Il leva la tête, comme pour vérifier qu’il était
protégé. L’érable faisait encore barrage aux rayons de
soleil.
– Quand êtes-vous arrivé sur
place ?
– Je l’ai déjà dit à… quelqu’un, répliqua
Reinholz.
Il pointa du doigt vers le bâtiment. Winter voyait
des policiers remuer à l’intérieur, sous la lumière jaune et bleue.
Une scène de théâtre aux couleurs de la Suède.
– Redites-le-moi.
Le chauffeur portait un blouson de cuir noir.
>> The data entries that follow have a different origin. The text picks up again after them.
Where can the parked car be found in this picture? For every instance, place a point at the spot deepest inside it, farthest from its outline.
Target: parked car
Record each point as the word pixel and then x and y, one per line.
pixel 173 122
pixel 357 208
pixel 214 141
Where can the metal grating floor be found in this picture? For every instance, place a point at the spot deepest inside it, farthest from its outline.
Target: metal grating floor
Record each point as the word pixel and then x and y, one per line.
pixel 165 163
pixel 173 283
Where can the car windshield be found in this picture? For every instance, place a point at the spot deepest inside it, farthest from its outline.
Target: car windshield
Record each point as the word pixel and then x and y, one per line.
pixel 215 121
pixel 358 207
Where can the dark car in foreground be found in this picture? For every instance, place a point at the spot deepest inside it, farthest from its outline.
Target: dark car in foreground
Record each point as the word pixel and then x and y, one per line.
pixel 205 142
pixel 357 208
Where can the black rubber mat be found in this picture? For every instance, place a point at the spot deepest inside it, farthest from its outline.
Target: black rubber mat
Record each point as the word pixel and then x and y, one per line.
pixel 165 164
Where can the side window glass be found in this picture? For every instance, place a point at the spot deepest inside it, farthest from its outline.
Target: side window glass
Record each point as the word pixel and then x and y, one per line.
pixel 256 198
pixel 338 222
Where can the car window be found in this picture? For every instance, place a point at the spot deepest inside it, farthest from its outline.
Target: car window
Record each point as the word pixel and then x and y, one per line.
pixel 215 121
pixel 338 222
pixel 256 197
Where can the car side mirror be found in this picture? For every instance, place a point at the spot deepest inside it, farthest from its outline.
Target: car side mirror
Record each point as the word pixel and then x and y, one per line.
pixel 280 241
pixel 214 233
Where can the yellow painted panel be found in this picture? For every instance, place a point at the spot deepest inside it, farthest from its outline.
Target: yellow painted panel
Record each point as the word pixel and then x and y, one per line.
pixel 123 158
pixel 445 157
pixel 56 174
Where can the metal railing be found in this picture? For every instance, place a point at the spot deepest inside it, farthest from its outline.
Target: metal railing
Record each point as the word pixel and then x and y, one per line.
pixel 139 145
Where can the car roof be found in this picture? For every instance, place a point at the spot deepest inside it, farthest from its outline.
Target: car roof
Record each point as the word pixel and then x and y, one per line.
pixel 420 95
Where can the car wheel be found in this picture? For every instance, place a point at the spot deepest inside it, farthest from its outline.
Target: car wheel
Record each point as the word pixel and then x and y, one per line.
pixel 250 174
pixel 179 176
Peut-être une nécessité durant ces longues nuits passées derrière
le volant. On n’était pas en Andalousie.
– Eh bien… c’était vers 3 heures du mat.
Trois heures et des poussières. J’ai regardé sur le tableau de bord
avant de quitter la bagnole.
– OK, continuez.
– J’ai traversé le terre-plein. Enfin, le
parking.
Reinholz pointa du menton vers la boutique. Elle
paraît plus petite, se dit-il. Plus petite qu’avant.
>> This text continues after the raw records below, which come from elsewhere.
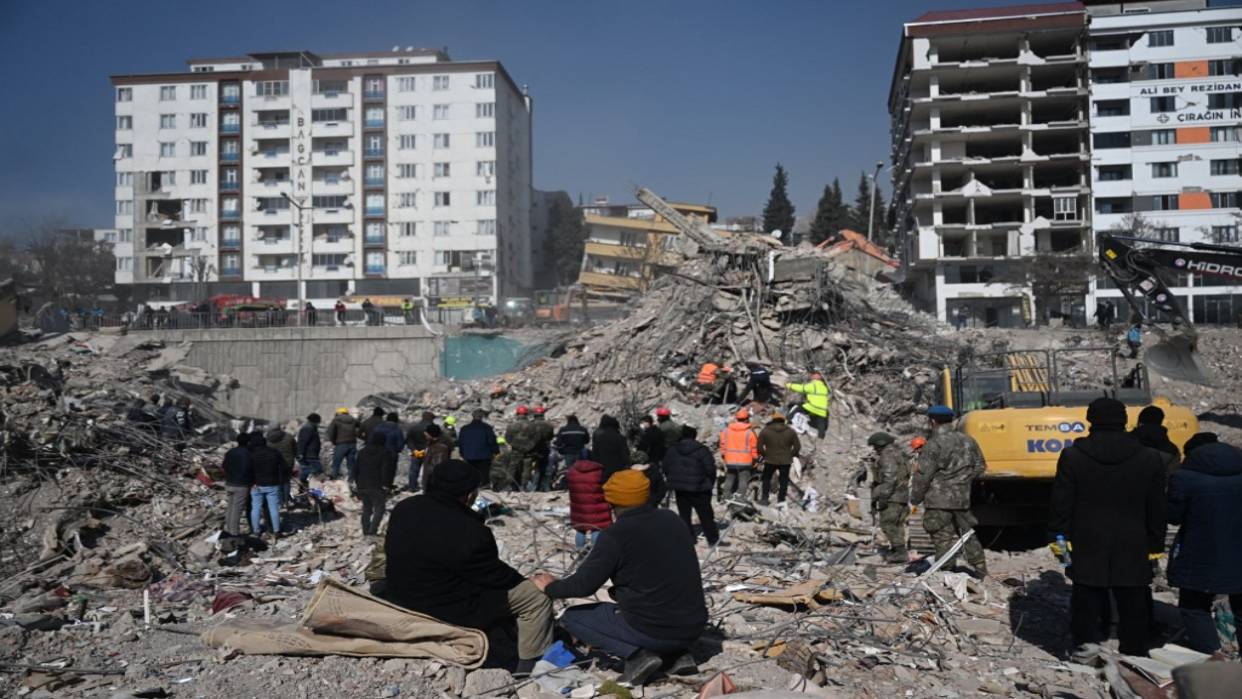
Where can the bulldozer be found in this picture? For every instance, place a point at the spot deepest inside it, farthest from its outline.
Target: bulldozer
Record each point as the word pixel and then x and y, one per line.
pixel 1025 407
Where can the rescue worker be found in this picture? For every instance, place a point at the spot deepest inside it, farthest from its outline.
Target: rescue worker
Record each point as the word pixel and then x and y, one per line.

– Vous aviez quelque chose à
acheter ?
– Ouais, des clopes.
– Vous étiez déjà venu dans cette
boutique ?
– Oh… deux trois fois. Quand j’étais dans le
coin. Plusieurs fois, ouais.
– Et qu’est-ce que vous faisiez dans le
quartier cette nuit ?
– Je rentrais d’une course là-haut, à
Gårdsten. Vers la rue Cannelle.
– Pourquoi passer par ici au
retour ?
– Au re… je ne sais pas, je devais
redescendre à la Gare Centrale… ouais, j’avais pas très envie de
prendre la nationale tout simplement. (Il pointa la tête vers
l’ouest, du côté de la route d’Angered qui menait au fleuve.) Je
fais souvent comme ça.
– Poursuivez. Vous avez donc traversé le
parking ?
– En fait ce qui m’a frappé, c’est… le
silence. C’est plutôt calme par ici, surtout la nuit, ou à l’aube,
mais là y avait vraiment pas un bruit. (Reinholz se frotta la
paupière.) Et puis j’ai vu personne. D’habitude on aperçoit au
moins une silhouette à l’intérieur. (Il fit encore un geste en
direction de la bâtisse, trente mètres plus loin.) Rapport aux
vitres.
– Mais cette fois-ci vous n’avez vu
personne ?
– Non.
– Quand alors ?
– Quand quoi ?
– Quand avez-vous aperçu
quelqu’un ?
– Quand… quand je suis entré. Ou alors quand
j’étais à la porte… je ne m’en souviens pas très bien. Je ne suis
pas vraiment entré à l’intérieur en fait.
– Qu’avez-vous vu ?
– J’ai vu le mec, par terre.
Winter hocha la tête.
– J’ai vu du sang.
Winter opina de nouveau.
– J’ai vu… j’ai vu…, commença Reinholz.
L’ampleur du choc se lisait sur son visage et dans
ses gestes. Ça faisait un moment qu’il était là. Il avait le droit
de quitter les lieux maintenant. Il avait besoin de parler avec
quelqu’un, et pas avec un commissaire de police.
– Vous n’avez vu personne
d’autre ?
Reinholz secoua la tête. Winter attendait.
– Peut-être un… bras, finit-il par répondre.
Ou bien une jambe.
– Pas d’autre voiture sur le
parking ?
– Non… je crois pas. Il y avait deux trois
voitures garées sur le trottoir mais elles… avaient l’air d’être là
depuis longtemps. Elles étaient en fin de course, si vous voyez ce
que je veux dire.
– Parfaitement. Vous n’avez rien entendu
d’autre ?
Reinholz parut fixer un point loin devant lui.
Winter se retourna mais ne vit rien de nouveau.
– Je crois avoir entendu quelque chose.
Sa voix était maintenant plus calme, plus posée.
Comme s’il avait pris sa respiration pour chasser la tension.
– De ce côté-là.
Winter patienta.
– Des pas. Un bruit de pas. Comme si on
courait. Mais c’était… léger.
– Et ça s’est produit à quel
moment ?
– Quand j’étais là devant… j’étais encore à
la porte.
– Des pas ?
– J’aurais dit que ça venait de derrière.
Comme si quelqu’un cherchait à s’enfuir. Je m’en souviens bien,
oui. J’ai entendu ça… au moment où j’ai vu… ce que j’ai vu. (Son
regard croisa celui de Winter.) Des pas tout légers.